The ss command will provide useful information on the socket

You can also use Datadog’s NPM dashboard to help you identify if this scenario is occurring.

The NPM dashboard helps you identify silent connection drops.

To solve this issue, we use the gRPC keepalive parameter for gRPC connections, which can be configured as part of client-side channel creation.

Setting the gRPC keepalive will have two consequences. First, gRPC will send an HTTP/2 ping when there are ongoing queries and no data through the link after the keepalive time has expired, and expect a response within the keepalive timeout. More importantly, setting gRPC keepalive will also change the TCP socket by setting the TCP_USER_TIMEOUT option to the keepalive timeout, which defaults to 20 seconds. TCP_USER_TIMEOUT has a major impact as it will timeout the TCP socket after 20 seconds spent with transmitted but unacknowledged data. gRPC keepalive won’t even have time to send an HTTP/2 ping.

However, this created a new problem—many of our users at Datadog began setting the keepalive time lower and lower in order to proactively avoid silent connection drops. This ends up being counterproductive because of the keepalive enforcement policy system. Because HTTP2 pings are not cheap, especially if you have thousands of clients creating pings every second, by default, gRPC servers are configured to have a minimum ping interval of five minutes—if a server receives a ping within this limit, it will give a strike (one strike per ping). When the server reaches the third strike before the five-minute limit, it will close the connection with a Too Many Pings error, close the TCP socket, and shut down all ongoing queries in the subchannel. A closed connection like this could lead to active queries on this connection to fail. As a result, if you set the keepalive time too low, you end up trading one kind of failure for another one.

At the end of the day, what we’re really interested in is the TCP_USER_TIMEOUT parameter of the gRPC keepalive feature. We encourage users to set the gRPC keepalive timeout value to a high value, such as five minutes, so it will never trigger because of the client timeout setting. This allows us to use TCP_USER_TIMEOUT to avoid silent connection drops without triggering a Max Ping Strike.

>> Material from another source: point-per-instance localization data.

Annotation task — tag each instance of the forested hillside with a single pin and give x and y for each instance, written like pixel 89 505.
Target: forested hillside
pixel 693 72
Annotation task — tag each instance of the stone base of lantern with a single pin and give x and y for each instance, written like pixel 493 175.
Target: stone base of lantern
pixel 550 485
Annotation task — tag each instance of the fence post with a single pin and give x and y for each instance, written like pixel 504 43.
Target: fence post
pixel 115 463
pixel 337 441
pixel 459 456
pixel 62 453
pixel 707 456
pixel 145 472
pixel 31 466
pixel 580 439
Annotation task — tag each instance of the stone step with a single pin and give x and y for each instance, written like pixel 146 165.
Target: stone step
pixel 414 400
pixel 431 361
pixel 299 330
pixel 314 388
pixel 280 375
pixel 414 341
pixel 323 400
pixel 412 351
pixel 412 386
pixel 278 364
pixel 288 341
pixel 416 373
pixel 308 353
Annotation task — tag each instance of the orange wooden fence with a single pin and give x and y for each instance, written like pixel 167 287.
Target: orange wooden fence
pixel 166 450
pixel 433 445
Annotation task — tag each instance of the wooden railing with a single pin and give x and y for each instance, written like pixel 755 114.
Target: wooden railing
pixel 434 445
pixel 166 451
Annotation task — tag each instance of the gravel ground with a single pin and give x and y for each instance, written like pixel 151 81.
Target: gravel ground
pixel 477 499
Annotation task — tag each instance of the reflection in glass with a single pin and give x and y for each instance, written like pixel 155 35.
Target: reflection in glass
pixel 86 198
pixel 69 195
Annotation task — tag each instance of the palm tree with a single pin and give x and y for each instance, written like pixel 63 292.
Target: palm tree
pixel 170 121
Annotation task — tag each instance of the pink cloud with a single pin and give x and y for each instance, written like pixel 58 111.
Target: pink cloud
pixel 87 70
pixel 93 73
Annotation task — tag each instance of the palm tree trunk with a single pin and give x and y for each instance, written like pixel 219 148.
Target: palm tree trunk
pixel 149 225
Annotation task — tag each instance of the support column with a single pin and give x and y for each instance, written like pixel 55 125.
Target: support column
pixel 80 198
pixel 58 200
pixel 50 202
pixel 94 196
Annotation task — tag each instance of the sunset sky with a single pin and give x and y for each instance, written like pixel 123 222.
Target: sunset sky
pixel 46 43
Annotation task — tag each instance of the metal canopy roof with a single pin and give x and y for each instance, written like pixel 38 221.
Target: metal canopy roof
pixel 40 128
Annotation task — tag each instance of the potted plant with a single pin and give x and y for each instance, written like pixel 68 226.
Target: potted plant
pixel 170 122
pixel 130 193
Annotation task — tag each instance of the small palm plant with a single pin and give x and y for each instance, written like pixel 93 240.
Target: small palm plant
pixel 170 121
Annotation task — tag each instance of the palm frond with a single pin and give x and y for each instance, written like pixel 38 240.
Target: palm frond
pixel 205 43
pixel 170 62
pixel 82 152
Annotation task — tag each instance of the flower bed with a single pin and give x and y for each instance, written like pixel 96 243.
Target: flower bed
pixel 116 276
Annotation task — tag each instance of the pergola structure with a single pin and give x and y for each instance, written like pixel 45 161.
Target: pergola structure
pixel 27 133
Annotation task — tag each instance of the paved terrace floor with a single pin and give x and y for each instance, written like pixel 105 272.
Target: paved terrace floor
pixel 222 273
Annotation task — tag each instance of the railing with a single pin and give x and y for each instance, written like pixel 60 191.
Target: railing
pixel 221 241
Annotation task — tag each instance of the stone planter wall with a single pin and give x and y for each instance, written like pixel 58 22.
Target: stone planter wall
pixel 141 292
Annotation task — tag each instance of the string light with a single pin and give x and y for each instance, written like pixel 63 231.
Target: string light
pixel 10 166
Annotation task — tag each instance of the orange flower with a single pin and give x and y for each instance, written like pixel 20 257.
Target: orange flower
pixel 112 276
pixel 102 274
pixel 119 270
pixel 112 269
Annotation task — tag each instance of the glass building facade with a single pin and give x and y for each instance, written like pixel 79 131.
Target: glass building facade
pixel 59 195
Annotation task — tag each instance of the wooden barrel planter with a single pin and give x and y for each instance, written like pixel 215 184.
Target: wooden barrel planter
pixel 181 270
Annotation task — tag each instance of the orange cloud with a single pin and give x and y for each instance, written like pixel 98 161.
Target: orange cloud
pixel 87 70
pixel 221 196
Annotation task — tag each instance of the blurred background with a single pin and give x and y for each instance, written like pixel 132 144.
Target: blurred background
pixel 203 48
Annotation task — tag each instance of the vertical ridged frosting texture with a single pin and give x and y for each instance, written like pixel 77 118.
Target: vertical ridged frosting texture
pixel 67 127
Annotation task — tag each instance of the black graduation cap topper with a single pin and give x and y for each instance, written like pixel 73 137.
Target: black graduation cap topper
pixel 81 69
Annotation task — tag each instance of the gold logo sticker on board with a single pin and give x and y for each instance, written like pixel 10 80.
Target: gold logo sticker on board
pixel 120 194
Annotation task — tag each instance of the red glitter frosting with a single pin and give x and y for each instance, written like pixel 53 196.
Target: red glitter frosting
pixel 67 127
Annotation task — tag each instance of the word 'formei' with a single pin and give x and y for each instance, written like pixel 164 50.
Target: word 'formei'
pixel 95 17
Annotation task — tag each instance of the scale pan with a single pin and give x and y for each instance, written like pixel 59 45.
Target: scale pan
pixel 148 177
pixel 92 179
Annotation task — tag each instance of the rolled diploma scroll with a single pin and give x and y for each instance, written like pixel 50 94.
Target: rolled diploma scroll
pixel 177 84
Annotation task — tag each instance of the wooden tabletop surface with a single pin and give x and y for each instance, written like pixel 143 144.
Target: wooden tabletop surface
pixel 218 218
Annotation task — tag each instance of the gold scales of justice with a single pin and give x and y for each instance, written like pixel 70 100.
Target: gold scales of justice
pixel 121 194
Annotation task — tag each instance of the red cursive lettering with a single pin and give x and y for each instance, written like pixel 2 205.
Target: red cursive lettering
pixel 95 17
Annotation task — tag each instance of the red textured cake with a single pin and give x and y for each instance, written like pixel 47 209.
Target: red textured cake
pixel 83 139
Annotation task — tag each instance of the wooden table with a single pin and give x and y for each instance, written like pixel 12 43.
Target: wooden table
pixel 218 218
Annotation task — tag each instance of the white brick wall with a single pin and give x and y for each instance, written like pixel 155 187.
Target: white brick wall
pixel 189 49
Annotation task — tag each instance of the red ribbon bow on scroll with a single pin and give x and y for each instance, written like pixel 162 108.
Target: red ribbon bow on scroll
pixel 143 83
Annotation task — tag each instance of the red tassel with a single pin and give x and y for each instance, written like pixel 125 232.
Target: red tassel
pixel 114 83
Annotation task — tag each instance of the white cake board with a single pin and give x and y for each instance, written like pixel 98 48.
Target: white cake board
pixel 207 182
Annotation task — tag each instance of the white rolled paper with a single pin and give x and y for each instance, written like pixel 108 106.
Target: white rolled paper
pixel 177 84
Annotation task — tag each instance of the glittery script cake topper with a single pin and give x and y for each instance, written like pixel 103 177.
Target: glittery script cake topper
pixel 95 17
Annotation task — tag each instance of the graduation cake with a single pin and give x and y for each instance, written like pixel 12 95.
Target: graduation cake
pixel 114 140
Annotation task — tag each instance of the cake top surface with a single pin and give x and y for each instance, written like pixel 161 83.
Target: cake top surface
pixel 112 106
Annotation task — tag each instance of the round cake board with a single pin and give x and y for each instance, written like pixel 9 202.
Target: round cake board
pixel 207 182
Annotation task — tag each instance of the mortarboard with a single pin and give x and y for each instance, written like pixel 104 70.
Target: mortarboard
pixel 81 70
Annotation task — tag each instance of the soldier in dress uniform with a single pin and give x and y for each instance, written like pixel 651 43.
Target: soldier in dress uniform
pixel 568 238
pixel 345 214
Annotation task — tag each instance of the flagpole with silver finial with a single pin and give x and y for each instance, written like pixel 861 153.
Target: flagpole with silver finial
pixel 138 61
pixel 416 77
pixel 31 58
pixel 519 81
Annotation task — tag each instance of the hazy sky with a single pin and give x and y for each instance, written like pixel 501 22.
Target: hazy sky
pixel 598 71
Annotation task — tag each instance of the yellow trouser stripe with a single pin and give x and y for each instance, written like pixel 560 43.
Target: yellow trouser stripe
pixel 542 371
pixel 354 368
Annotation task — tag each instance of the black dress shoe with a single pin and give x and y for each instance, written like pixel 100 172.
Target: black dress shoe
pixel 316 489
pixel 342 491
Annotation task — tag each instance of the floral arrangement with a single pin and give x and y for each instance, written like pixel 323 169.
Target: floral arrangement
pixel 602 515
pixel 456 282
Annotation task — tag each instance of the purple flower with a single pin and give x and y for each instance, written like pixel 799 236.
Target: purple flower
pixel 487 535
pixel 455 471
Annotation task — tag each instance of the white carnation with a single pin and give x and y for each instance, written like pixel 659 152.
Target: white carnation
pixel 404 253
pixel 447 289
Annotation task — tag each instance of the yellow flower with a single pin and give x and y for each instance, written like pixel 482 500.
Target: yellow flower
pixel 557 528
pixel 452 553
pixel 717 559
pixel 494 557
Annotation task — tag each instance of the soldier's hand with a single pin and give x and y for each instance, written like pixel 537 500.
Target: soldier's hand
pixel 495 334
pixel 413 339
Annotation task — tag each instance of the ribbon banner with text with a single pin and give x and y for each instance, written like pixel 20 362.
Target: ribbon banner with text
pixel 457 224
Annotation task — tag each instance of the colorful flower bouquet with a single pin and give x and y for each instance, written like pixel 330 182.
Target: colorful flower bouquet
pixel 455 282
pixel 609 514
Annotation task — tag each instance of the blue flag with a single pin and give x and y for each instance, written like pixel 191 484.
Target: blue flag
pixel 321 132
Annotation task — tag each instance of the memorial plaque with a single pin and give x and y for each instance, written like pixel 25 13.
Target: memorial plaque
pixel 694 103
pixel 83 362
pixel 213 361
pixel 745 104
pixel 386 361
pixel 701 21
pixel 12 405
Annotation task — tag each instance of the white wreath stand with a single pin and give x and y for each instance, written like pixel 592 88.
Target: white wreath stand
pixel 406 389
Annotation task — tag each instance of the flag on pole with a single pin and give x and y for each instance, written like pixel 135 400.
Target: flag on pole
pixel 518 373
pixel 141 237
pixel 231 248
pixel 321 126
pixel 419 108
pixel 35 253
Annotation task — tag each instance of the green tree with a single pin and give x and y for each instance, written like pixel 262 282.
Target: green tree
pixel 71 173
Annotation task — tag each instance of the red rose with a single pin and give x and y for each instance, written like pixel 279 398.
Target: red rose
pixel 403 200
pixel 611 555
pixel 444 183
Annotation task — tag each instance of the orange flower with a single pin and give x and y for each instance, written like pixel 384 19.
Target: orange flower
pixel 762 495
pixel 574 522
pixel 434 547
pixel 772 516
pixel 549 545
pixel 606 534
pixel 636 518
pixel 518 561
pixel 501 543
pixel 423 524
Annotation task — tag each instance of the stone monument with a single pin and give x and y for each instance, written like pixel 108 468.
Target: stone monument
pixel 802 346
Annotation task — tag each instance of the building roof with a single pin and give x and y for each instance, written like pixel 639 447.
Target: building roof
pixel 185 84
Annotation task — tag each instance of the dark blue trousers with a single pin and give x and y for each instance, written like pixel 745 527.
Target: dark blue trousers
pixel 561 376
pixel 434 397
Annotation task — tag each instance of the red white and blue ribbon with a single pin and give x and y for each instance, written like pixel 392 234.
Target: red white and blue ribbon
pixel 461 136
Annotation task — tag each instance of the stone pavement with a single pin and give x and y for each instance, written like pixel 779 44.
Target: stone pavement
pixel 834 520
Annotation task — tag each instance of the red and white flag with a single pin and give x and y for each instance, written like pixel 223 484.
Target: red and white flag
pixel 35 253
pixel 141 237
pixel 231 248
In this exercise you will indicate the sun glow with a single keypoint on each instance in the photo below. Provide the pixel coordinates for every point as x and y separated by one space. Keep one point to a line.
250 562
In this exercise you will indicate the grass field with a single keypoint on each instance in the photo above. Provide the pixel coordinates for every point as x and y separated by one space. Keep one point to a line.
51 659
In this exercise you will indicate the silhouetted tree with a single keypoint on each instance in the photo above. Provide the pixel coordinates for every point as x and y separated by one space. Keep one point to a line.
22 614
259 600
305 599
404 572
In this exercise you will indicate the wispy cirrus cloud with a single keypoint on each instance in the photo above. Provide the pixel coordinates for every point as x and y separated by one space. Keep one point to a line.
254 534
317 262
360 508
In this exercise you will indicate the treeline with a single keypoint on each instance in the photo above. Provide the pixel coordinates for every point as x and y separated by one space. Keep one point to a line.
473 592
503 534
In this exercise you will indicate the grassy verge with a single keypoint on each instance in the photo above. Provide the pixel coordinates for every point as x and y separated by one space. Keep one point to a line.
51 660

Properly monitor your services

In order to stay on top of the issues we’ve raised above, it’s essential to monitor your gRPC services. This involves identifying gRPC communications between your microservices and tracking vital metrics—such as the latency and success (status codes) of communications—alongside other critical information, including health indicators from your infrastructure and service metadata. This will allow you to understand issues when they arise (e.g., if gRPC connections are causing load imbalance on your hosts, or if failed transmissions are a signal of something bigger, like a silent connection drop).

Datadog offers a built-in gRPC integration that allows you to add an interceptor that collects an APM trace for each gRPC request. Each of these spans can be investigated in Datadog, alongside golden metrics (throughput, error rate, latency) and a wealth of other monitoring data from across the stack. Distributed tracing is vital in the kind of large deployment we have, because it pinpoints where in our system a given error is coming from—which would otherwise be extremely difficult to identify in such a complex environment.

Acknowledgments

Running a high-scale Kubernetes environment at Datadog has given us the opportunity to face some challenging but also discover interesting dimensions of using gRPC. In this post, we’ve explained the importance of setting the round_robin policy to handle load balancing on the client side, how TLS solves the IP recycling problem, how setting the MaxConnectionAge on the server side helps with proper scale-out detection, and how configuring the timeout parameter of the keepalive feature helps solve silent connection drops.

We’d like to thank Anthonin Bonnefoy for his contributions and Ara Pulido for facilitating the Datadog on gRPC episode on which this post was based.